Introduction: In primary Sjögren’s syndrome (pSS), a systemic autoimmune disease new treatment options are urgently needed. Cyclosporine A (CyA) is an approved DMARD for treatment of articular involvement in different rheumatic disorders. It is mainly used for local treatment of keratoconjunctivitis sicca in pSS, whereas reports on systemic effects are limited to small cohorts so far. Low-dose CyA has shown promising effects and good tolerability in different autoimmune disorders. The aim of this pilot study was to investigate the effects of a reduced dose on articular involvement in patients with pSS.

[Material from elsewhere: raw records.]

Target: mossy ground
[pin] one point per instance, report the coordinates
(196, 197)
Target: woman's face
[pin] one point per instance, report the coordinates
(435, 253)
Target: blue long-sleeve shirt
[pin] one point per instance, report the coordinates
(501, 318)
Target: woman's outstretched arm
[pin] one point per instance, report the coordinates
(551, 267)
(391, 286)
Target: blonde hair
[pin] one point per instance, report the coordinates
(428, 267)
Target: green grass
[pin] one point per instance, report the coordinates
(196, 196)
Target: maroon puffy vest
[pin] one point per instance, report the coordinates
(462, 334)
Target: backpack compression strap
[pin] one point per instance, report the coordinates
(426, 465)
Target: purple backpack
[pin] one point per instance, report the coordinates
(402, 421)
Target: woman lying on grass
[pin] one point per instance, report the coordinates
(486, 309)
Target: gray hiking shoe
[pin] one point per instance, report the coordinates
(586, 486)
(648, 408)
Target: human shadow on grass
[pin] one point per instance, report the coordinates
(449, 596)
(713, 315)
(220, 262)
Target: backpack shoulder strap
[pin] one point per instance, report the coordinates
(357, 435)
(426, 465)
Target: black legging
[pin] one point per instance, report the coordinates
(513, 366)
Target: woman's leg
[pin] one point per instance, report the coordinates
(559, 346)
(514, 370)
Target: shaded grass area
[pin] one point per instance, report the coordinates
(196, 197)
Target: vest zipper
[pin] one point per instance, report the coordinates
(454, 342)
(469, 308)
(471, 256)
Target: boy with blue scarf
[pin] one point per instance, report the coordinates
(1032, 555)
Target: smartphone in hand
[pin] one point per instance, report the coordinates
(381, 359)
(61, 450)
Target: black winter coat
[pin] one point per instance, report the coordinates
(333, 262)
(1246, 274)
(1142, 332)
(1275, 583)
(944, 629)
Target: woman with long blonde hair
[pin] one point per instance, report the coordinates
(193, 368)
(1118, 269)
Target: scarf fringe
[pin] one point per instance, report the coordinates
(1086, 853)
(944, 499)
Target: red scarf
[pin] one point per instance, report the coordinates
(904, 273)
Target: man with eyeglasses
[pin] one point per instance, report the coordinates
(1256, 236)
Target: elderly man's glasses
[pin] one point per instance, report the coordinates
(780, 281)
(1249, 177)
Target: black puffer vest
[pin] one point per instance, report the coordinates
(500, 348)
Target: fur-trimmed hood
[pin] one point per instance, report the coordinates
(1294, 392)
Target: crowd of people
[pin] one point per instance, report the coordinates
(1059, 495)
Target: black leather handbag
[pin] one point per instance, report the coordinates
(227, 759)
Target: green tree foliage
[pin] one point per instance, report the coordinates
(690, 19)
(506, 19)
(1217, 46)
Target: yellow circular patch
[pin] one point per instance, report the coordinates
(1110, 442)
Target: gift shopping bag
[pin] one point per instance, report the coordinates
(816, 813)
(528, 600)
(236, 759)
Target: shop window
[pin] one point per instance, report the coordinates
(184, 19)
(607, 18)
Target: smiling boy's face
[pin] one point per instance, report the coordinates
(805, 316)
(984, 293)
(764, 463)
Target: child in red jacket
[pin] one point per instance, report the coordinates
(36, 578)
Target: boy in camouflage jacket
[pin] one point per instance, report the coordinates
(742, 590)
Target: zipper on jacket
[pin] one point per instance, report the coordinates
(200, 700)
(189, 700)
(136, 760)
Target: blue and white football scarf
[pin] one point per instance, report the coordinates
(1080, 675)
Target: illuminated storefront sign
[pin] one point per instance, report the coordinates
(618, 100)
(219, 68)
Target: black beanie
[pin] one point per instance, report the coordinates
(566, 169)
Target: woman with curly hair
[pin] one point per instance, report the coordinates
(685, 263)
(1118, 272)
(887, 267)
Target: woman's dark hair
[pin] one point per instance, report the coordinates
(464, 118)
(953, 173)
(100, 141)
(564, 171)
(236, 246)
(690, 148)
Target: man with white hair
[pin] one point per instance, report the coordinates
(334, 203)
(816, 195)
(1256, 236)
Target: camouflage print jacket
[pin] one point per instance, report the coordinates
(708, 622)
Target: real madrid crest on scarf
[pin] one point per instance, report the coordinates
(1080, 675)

Methods: For this single-center, open-label, non-controlled phase II trial n=30 patients (29 females with an average age of 55 years and mean disease duration of 6 years) with pSS fulfilling the European-American Classification Criteria were included. Patients had to have active articular involvement defined as a minimum of 3 tender and/or 3 swollen joints. Oral NSAIDs and systemic steroids (up to 10mg/d prednisone-equivalent) were permitted at stable doses for at least 4 weeks prior to inclusion.

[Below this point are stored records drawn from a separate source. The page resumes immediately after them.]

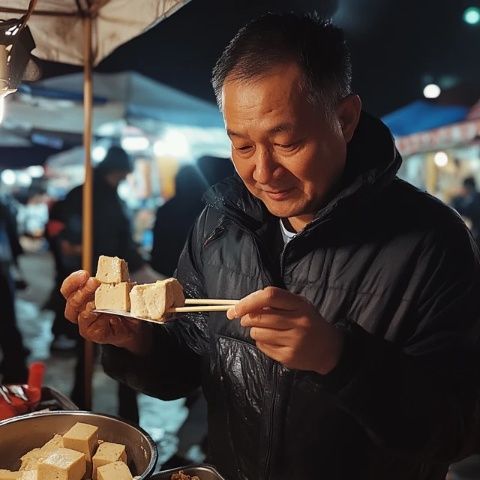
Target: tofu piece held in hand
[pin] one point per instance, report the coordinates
(113, 297)
(152, 300)
(9, 475)
(114, 471)
(112, 270)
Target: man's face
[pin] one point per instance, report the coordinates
(287, 152)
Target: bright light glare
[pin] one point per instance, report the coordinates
(36, 171)
(24, 179)
(440, 159)
(432, 91)
(471, 15)
(98, 153)
(9, 177)
(173, 143)
(135, 144)
(2, 107)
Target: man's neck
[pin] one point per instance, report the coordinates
(297, 224)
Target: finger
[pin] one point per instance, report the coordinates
(275, 352)
(77, 301)
(73, 282)
(274, 319)
(269, 297)
(278, 338)
(87, 318)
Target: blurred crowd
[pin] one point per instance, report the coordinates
(150, 239)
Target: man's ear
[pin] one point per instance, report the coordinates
(348, 114)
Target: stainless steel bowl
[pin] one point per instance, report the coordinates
(21, 434)
(204, 472)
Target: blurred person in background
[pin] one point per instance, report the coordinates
(467, 204)
(13, 366)
(176, 217)
(112, 236)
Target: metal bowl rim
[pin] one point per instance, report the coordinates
(153, 446)
(194, 466)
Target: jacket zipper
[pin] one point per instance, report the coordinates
(266, 474)
(271, 415)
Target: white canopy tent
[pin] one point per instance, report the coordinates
(118, 99)
(58, 25)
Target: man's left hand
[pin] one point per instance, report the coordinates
(288, 329)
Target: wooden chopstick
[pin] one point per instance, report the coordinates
(200, 308)
(209, 301)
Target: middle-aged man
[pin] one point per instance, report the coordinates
(352, 352)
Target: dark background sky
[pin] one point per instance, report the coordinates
(397, 46)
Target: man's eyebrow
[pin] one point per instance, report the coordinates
(231, 133)
(282, 127)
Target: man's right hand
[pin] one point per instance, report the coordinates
(78, 289)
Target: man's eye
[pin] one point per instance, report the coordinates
(287, 146)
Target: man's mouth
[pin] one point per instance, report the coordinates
(278, 194)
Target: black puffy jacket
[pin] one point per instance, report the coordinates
(391, 266)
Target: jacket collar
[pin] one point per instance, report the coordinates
(372, 164)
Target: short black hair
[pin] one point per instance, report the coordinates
(316, 45)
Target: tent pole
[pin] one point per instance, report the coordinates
(87, 229)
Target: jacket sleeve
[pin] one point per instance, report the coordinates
(421, 398)
(173, 367)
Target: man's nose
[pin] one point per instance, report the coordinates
(265, 166)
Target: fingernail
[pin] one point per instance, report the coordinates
(91, 283)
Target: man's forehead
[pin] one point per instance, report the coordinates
(280, 80)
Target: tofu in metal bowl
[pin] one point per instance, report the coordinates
(19, 435)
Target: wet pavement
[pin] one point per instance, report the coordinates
(162, 420)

Results: Treatment with low-dose CyA (2mg/kg divided in two intakes a day) improved significantly articular involvement in patients with pSS. At week 16, the DAS28 decreased by 0.9 (from 5.1 to 4.2 p<0.001), the tender (/68) decreased from 16±13 to 9±11 (p=0.002) and the swollen joint count (/66) decreased from 3±3 to 1±3 (p<0.001). Furthermore, a clear treatment effect was observed on overall disease activity by the EULAR Sjögren’s Syndrome Disease Activity Index (ESSDAI) with reduction from 5.5±3.4 to 3.8±4.4 (p=0.022). Ultrasonography of the three predominantly affected joints confirmed improvement of joint effusion (p<0.001) and synovitis (p<0.001) at week 16. Significant effect was seen in gamma-globuline, IgG and anti-La-Ab levels before and after treatment (p=0.009, 0.008 and 0.048, respectively). There was no significant effect on CRP, ESR, HAQ, SF36, fatigue or sicca-symptoms. Overall, the treatment was well tolerated and adverse events were consistent with known safety profile of CyA (e. g. hypertension, headache, grade I creatinine increase).

Conclusion: This pilot-study indicates promising effects of low-dose CyA treatment on articular involvement and disease activity in patients with pSS. The safety profile was comparable to known side effects of CyA.